Paul McCartney’s weekend in Memphis began with a trip to Elvis’ home at Graceland, and ended with a visit to FedExForum, as the Beatles legend left a capacity crowd buzzing with his first performance in the Bluff City in 20 years on Sunday night.
Sandwiched in between a pair of Grizzlies playoff games, McCartney’s concert at the arena reaffirmed his place as the popular champion among his ‘60s rock survivors. While he may lack Bob Dylan’s inscrutable air of mystery, or the visceral outlaw excitement of the Rolling Stones, McCartney is an unapologetic people pleaser. He delivered a nearly 40-song, three-hour set of Beatles classics, rarities, tributes and favorites from his Wings and solo catalog, a truly epic and awe-inspiring performance from a man just a few weeks shy of his 71st birthday.

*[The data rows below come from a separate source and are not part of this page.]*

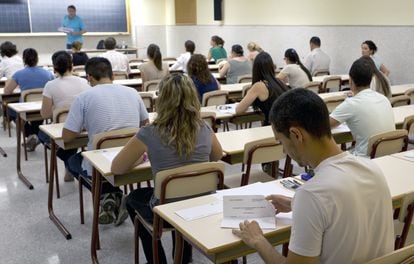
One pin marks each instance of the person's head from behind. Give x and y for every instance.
(189, 46)
(360, 75)
(178, 120)
(154, 54)
(368, 48)
(300, 121)
(216, 41)
(237, 51)
(8, 49)
(110, 43)
(62, 62)
(315, 42)
(30, 57)
(197, 68)
(98, 69)
(71, 11)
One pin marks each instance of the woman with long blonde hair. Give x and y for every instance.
(178, 136)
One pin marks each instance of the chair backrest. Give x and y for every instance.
(387, 143)
(247, 78)
(148, 99)
(218, 97)
(210, 119)
(410, 93)
(331, 84)
(32, 95)
(400, 100)
(113, 138)
(188, 181)
(60, 115)
(151, 85)
(120, 75)
(245, 89)
(333, 102)
(321, 72)
(313, 86)
(263, 151)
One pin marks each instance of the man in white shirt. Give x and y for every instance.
(118, 60)
(182, 60)
(366, 113)
(341, 215)
(316, 59)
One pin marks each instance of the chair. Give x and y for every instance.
(409, 126)
(320, 72)
(400, 100)
(210, 119)
(151, 85)
(109, 139)
(401, 256)
(120, 75)
(387, 143)
(313, 86)
(177, 184)
(148, 99)
(247, 78)
(410, 93)
(218, 97)
(333, 101)
(331, 84)
(258, 152)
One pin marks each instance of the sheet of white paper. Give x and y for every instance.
(237, 208)
(201, 211)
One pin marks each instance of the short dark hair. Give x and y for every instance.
(237, 49)
(30, 57)
(189, 46)
(62, 62)
(303, 108)
(361, 72)
(8, 49)
(98, 68)
(110, 43)
(315, 40)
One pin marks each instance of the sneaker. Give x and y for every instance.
(122, 211)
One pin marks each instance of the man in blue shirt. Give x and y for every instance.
(72, 21)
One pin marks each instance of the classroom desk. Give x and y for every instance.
(102, 168)
(25, 112)
(54, 131)
(220, 245)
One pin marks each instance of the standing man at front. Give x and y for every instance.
(72, 21)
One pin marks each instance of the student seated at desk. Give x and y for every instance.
(172, 140)
(60, 93)
(199, 72)
(31, 77)
(104, 107)
(366, 113)
(344, 213)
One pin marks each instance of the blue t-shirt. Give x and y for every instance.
(32, 77)
(77, 25)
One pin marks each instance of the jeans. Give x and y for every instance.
(75, 167)
(138, 200)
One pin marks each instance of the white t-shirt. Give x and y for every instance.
(118, 60)
(344, 213)
(317, 60)
(297, 78)
(181, 63)
(8, 66)
(63, 90)
(366, 114)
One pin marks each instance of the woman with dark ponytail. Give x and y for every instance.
(155, 68)
(294, 73)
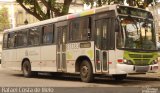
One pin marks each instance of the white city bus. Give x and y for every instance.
(111, 40)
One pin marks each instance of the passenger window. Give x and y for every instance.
(22, 38)
(47, 34)
(80, 29)
(34, 37)
(11, 40)
(5, 38)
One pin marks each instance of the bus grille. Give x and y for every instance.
(141, 59)
(141, 62)
(140, 56)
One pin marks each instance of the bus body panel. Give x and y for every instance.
(48, 58)
(76, 50)
(32, 54)
(10, 61)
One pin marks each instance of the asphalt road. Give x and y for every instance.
(10, 78)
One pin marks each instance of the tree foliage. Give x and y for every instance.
(4, 21)
(45, 9)
(139, 3)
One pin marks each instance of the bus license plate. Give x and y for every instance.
(141, 68)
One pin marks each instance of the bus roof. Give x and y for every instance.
(65, 17)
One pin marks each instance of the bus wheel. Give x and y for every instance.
(119, 77)
(26, 67)
(86, 71)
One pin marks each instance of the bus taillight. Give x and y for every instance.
(120, 60)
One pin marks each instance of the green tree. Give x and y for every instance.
(50, 8)
(4, 20)
(139, 3)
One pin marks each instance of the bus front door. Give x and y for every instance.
(61, 29)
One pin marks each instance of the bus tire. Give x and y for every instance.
(119, 77)
(86, 72)
(26, 68)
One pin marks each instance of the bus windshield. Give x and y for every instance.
(136, 33)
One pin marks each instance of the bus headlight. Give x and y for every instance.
(128, 62)
(154, 61)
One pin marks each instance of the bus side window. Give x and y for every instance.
(22, 38)
(34, 37)
(5, 38)
(47, 34)
(80, 29)
(11, 40)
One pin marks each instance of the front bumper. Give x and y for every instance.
(124, 68)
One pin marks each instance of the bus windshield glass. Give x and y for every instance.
(136, 33)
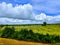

McCartney arrived on stage gripping his signature Hofner bass, wearing a black Nehru-style jacket, Cuban heels, and looking, well, downright Beatle-ish. Kicking off with “Eight Days a Week,” he proceeded to move seamlessly between songs from across his six-decade career.
Backed by a nimble four piece band – featuring guitarists Rusty Anderson and Brian Ray, keyboardist Paul Wickens, and drummer Abe Laboriel Jr. – McCartney’ nearly flawless musicianship was on display throughout the night. Still playing the songs in their original keys, and managing to hit nearly every high note, he showed his range on early workouts of “Junior's Farm” and “Listen to What the Man Said.” Strapping on a guitar, McCartney offered a rousing take on “Let Me Roll It," before adding an extended coda of Jimi Hendrix’s “Foxy Lady” that found him showing off his fretwork.
“Hey Memphis, hey Tennessee!” greeted McCartney in his familiar Liverpudlian accent. “There’s a party brewing here tonight.”
Winking, pointing, dancing and giving his familiar “thumbs up," McCartney engaged in a running dialogue with the audience, cracking corny jokes and telling nostalgic stories. He came off like an amiable goofball, someone utterly at ease with his iconic status and unfathomable cultural importance.
Much of the music responsible for McCartney’s reputation was included in the set list: “All My Loving,” “Paperback Writer," “I’ve Just Seen a Face," “We Can Work it Out," “Blackbird” and “Eleanor Rigby” were among the 20-plus Beatles classics he pulled out during the course of the evening. Even rare or previously never performed numbers like “Lovely Rita” and “Being for the Benefit of Mr. Kite” were given an airing, much to the delight of hardcore fans.
Though he didn’t pull out any Memphis music chestnuts during the show -- after apparently playing a few Sun Records numbers during soundcheck -- McCartney was still mindful of his surroundings, and paid homage to the Bluff City. “The memories from when we kids, hearing the music coming out of here… it was so influential,” he said. “Don't think we would've done it without Memphis -- that’s the truth.”
The set included a couple tributes to his fallen Beatles comrades. McCartney delivered a heartfelt ode to the late John Lennon with “Here Today” (“This is a song, in the form of a conversation, that we didn’t get to have,” he said). He also recalled George Harrison with a ukulele- led version of the timeless love song “Something.”
Seated at the piano, McCartney played the opening notes of “Live and Let Die” which soon turned into a feverish burst of pyrotechnics – the stage suddenly exploding in flames and fireworks -- before he brought things to close with a communal sing-a-long version of “Hey Jude.”
But he was far from done. McCartney emerged for an encore waving a giant Tennessee state flag, and proceeded to peel off three galvanizing rockers in “Day Tripper”, “Hi Hi Hi” and “Get Back.” A second encore found him armed with an acoustic, strumming a plaintive “Yesterday” before switching gears for a magnificently bombastic and edgy “Helter Skelter.” A fitting finale came with the last track off the Beatles swansong, Abbey Road, as McCartney, Anderson and Ray, traded off solos on a medley of “Golden Slumbers/Carry that Weight/The End.”
While the audience may have been exhausted, both emotionally and physically, from McCartney’s tour de force effort, aside from a sweat soaked dress shirt, he seemed completely unruffled – still waving, grinning, and giving a beatific thumbs up to the last.